O estouro da Segunda Guerra Mundial e a última luta de Trotsky

72. A assinatura do pacto entre Stalin e Hitler, em agosto de 1939, e a subsequente eclosão da Segunda Guerra Mundial levaram o Socialist Workers Party (SWP, Partido Socialista dos Trabalhadores) a uma crise política interna. [47] Uma fração política liderada por Max Shachtman, James Burnham e Martin Abern argumentou que a União Soviética não poderia mais ser definida como um Estado operário. Com base nessa mudança de definição da natureza de classe do Estado soviético – que Burnham agora caracterizava como “coletivismo burocrático” – declararam que a Quarta Internacional, no caso de uma guerra, não deveria reivindicar a defesa da URSS.

73. Trotsky respondeu que a caracterização do regime stalinista como “coletivismo burocrático” – uma forma social de exploração nova e sem precedentes, não prevista pelo marxismo – tinha implicações políticas e históricas profundas. Em última análise, colocava em questão a viabilidade histórica do projeto marxista em si. A premissa contida na tese de Burnham (adotada um pouco mais tarde por Shachtman) é que a classe trabalhadora tinha esgotado o seu potencial como força social revolucionária. O desenvolvimento da sociedade moderna não se direcionava ao socialismo, alcançável por meio da revolução internacional da classe trabalhadora. Ao contrário, emergia uma forma de “coletivismo burocrático”, em que a sociedade era controlada e dirigida por uma elite gestora. Se Burnham estivesse correto, isso significava que o marxismo entendeu incorretamente os processos da história moderna; e que havia se equivocado ao atribuir à classe trabalhadora um papel revolucionário. Mas a perspectiva revisionista de Burnham foi mais um grito de desespero do que produto de uma análise materialista sobre os fundamentos econômicos e a dinâmica social da sociedade capitalista moderna, menos ainda sobre a União Soviética. A partir das derrotas dos anos 1920 e 1930, Burnham e Shachtman tinham concluído que a revolução socialista era impossível. Trotsky refutou esta posição impressionista e pessimista. A Quarta Internacional, escreveu ele, manteve a perspectiva revolucionária do marxismo e esclareceu que as derrotas sofridas pela classe trabalhadora foram o resultado das traições políticas de suas organizações de massa. Em oposição a esta análise, Trotsky escreveu:

...Os diferentes tipos de representantes desiludidos e assustados do pseudomarxismo, ao contrário, partem todos do pressuposto de que o fracasso das direções apenas “reflete” a incapacidade do proletariado de cumprir sua missão revolucionária. Nem todos os nossos adversários expressam este pensamento claramente, mas todos eles – ultraesquerdistas, centristas, anarquistas, para não mencionar stalinistas e socialdemocratas – transferem a responsabilidade de suas próprias derrotas aos ombros do proletariado. Nenhum deles indica precisamente sob que condições o proletariado será capaz de retomar o socialismo. [48]

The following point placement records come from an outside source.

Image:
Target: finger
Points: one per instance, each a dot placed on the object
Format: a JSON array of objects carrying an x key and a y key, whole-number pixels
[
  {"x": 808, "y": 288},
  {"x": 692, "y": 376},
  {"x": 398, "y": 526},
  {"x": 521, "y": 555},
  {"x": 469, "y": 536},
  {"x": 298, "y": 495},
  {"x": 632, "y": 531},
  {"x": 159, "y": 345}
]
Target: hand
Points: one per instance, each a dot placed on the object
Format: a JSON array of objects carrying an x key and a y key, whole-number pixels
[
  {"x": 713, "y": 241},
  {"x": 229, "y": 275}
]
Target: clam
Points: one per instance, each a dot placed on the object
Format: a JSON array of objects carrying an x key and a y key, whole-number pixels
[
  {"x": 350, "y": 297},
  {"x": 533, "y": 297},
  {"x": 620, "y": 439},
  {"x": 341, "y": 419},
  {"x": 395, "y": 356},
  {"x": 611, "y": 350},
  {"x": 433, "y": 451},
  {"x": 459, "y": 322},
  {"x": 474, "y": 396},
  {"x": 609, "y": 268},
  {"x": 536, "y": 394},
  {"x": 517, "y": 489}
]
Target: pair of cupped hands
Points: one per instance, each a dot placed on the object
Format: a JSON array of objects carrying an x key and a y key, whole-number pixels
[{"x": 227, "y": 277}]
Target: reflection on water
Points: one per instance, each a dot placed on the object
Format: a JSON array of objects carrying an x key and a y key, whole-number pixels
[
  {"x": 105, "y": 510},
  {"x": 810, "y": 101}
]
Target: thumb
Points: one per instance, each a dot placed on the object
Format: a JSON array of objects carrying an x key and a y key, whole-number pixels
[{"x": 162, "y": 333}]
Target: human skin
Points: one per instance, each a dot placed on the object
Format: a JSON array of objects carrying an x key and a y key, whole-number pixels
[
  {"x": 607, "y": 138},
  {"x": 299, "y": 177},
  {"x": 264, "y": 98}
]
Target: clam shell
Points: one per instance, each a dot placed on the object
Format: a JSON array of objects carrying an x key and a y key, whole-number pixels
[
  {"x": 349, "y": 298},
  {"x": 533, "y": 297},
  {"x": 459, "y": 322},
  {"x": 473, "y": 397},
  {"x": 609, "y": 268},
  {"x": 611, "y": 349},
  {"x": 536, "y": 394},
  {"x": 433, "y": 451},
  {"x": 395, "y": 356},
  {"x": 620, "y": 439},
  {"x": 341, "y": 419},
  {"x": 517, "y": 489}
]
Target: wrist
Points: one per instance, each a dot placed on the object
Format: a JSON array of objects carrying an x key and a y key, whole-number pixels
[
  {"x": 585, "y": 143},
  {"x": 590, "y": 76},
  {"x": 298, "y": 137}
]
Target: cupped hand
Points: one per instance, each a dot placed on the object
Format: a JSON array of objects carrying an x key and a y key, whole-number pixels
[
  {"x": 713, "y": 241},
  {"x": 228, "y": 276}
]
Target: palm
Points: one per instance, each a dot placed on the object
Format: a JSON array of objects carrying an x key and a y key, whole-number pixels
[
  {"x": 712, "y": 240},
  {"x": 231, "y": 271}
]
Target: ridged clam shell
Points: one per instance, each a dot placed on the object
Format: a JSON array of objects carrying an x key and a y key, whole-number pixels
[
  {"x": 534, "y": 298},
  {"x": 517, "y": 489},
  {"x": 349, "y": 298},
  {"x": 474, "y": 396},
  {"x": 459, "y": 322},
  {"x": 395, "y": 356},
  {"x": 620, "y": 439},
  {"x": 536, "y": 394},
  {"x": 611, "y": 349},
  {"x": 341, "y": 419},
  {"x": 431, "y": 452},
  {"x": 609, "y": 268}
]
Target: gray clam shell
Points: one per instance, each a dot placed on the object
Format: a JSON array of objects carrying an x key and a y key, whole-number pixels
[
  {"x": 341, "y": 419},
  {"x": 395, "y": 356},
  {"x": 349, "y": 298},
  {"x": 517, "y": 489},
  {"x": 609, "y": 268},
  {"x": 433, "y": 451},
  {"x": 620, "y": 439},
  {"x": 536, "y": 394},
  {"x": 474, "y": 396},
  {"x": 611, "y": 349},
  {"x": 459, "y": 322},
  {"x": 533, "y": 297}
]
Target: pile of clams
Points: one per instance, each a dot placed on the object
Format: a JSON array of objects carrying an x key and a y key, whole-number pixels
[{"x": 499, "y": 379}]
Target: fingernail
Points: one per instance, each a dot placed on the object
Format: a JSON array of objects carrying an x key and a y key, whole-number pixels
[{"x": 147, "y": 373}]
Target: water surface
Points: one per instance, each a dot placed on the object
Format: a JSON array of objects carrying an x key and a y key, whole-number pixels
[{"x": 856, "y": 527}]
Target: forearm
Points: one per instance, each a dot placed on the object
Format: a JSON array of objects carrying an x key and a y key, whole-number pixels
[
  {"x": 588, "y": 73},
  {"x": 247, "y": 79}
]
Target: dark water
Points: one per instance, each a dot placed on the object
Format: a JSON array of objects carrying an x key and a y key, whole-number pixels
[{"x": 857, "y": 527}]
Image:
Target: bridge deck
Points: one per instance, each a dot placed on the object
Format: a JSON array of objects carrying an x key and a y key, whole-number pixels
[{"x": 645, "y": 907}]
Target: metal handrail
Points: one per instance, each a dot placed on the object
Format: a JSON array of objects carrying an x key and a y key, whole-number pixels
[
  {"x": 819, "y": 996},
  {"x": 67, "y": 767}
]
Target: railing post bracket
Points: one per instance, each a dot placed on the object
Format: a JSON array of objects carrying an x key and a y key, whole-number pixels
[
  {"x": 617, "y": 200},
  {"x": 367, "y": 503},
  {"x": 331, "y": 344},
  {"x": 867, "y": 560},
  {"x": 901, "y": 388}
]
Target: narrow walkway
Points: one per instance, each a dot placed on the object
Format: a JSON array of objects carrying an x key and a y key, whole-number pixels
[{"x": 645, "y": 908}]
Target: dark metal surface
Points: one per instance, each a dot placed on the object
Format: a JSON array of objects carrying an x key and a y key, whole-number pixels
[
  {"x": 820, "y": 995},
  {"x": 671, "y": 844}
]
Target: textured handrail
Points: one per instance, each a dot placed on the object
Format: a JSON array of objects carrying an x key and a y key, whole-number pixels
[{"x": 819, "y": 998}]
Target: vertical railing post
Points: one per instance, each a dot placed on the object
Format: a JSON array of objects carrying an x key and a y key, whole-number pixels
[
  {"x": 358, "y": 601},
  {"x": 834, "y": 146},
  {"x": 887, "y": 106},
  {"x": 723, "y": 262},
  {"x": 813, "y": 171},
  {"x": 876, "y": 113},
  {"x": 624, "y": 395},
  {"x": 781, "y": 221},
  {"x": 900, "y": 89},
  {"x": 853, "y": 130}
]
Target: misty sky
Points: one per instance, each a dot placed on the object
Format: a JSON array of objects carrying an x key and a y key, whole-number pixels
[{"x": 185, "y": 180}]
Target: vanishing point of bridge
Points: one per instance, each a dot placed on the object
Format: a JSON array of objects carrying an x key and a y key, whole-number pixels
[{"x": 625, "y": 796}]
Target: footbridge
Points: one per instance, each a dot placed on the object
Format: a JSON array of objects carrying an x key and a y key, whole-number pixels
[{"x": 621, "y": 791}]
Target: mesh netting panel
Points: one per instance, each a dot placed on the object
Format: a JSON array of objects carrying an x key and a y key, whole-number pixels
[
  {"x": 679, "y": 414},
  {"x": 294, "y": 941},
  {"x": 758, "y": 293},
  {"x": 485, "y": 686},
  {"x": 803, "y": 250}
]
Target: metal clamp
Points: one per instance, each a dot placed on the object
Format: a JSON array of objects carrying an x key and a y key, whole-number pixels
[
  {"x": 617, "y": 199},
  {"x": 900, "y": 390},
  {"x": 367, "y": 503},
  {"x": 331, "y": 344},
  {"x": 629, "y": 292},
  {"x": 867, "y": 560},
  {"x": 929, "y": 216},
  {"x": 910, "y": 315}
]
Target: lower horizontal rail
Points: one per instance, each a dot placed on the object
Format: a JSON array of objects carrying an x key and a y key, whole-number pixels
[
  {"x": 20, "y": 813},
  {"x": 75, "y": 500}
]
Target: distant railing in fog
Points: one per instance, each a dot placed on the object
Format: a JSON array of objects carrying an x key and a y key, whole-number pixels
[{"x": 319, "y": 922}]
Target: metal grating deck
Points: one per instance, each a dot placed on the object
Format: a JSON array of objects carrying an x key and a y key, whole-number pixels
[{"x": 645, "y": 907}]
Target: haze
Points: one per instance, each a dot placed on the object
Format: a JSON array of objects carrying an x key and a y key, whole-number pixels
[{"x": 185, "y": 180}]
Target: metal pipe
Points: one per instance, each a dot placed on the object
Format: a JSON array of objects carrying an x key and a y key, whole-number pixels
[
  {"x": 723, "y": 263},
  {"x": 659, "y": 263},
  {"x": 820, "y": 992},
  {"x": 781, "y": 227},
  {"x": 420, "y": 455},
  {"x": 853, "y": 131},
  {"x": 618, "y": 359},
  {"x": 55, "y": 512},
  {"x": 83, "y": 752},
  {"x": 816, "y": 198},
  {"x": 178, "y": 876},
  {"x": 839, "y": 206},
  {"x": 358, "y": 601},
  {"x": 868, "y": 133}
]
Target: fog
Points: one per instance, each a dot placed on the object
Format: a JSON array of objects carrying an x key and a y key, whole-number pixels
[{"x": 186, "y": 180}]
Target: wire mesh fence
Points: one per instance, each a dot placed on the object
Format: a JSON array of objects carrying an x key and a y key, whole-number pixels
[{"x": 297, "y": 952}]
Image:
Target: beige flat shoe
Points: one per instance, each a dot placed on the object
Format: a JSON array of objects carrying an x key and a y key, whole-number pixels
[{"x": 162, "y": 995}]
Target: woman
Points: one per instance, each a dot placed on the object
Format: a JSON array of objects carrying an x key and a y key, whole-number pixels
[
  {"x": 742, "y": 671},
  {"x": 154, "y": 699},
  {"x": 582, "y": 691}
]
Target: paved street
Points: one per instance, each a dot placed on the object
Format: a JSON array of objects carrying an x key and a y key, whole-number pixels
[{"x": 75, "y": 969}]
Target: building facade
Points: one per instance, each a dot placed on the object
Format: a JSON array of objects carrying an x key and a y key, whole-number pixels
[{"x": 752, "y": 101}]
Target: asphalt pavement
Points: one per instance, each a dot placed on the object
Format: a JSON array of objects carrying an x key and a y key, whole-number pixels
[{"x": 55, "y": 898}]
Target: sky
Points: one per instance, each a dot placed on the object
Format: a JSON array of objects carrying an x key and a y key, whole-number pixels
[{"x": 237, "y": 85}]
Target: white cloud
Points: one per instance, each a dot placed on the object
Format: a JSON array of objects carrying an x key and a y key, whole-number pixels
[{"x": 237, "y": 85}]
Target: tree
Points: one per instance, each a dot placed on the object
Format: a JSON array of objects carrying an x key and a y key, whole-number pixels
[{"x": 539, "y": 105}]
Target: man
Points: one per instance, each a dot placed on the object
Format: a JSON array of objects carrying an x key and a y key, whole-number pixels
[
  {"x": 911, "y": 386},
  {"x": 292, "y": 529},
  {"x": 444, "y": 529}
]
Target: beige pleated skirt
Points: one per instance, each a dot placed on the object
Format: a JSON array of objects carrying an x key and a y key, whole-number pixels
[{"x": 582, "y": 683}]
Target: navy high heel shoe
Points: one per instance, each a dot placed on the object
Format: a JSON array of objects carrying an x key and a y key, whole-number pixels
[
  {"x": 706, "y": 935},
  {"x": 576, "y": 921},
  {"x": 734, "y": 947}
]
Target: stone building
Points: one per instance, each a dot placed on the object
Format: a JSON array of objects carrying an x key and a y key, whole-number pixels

74. Trotsky insistiu que o conflito em relação ao programa dentro do SWP refletia duas concepções irreconciliavelmente opostas dos processos sociais contemporâneos:

Se assumirmos como verdade que as raízes das derrotas são as características sociais do próprio proletariado, então teríamos de reconhecer que a sociedade moderna se encontra numa situação sem esperanças. A situação se apresenta de forma totalmente diferente para aquele que tem claro em sua mente o antagonismo profundo entre o impulso orgânico, profundo e incontornável das massas trabalhadoras para se libertarem do caos sangrento capitalista, e o caráter conservador, patriótico e totalmente burguês das lideranças ultrapassadas dos trabalhadores. Devemos escolher uma destas duas concepções irreconciliáveis. [49]

75. A Quarta Internacional ainda teria de confrontar repetidas vezes, sob diversas formas, tendências políticas e teóricas que partiam da premissa de que a classe trabalhadora não era uma força revolucionária. Seja na forma do pablismo ou de outras tendências desmoralizadas do radicalismo e da “nova esquerda”, influenciadas pelos teóricos da “Escola de Frankfurt” (Marcuse, Adorno, Horkheimer, entre outros), seu ponto de vista político oportunista tem como base a rejeição do papel revolucionário da classe trabalhadora. Quanto a Shachtman e Burnham, sua posterior evolução justificou a análise de Trotsky. Em Abril de 1940, Burnham e Shachtman romperam com o SWP e formaram o “Workers Party” (Partido dos Trabalhadores). Em um mês, Burnham renunciou à sua própria criação e declarou que não se considerava mais um marxista ou um socialista. Isso marcou o início de sua rápida evolução para a extrema direita. Ele se tornou um defensor da guerra nuclear preventiva contra a URSS e, nos anos 1950, o principal ideólogo do emergente movimento neoconservador. Em 1982, vários anos antes de sua morte, Burnham recebeu a Medalha da Liberdade pelo Presidente Ronald Reagan. A trajetória de Shachtman para a direita avançou num ritmo um pouco mais lento, mas não foi menos radical. Ele se tornou conselheiro político da burocracia anticomunista da AFL-CIO e da ala mais reacionária do Partido Democrata durante a Guerra Fria. Antes de sua morte em 1972, Shachtman apoiou o bombardeio do Vietnã do Norte pelos Estados Unidos.


[47]

O SWP foi fundado em janeiro de 1938, quase uma década após Cannon ter começado a luta pelo trotskismo nos Estados Unidos. Durante esses dez anos, os trotskistas americanos estabeleceram uma presença significativa nas lutas da classe trabalhadora. A sua direção da Greve Geral de Minneapolis, em 1934, atraiu a atenção nacional e mundial.

[48]

L. Trotsky. In Defense of Marxism (London: New Park, 1971), p. 15.

[49]

Ibid.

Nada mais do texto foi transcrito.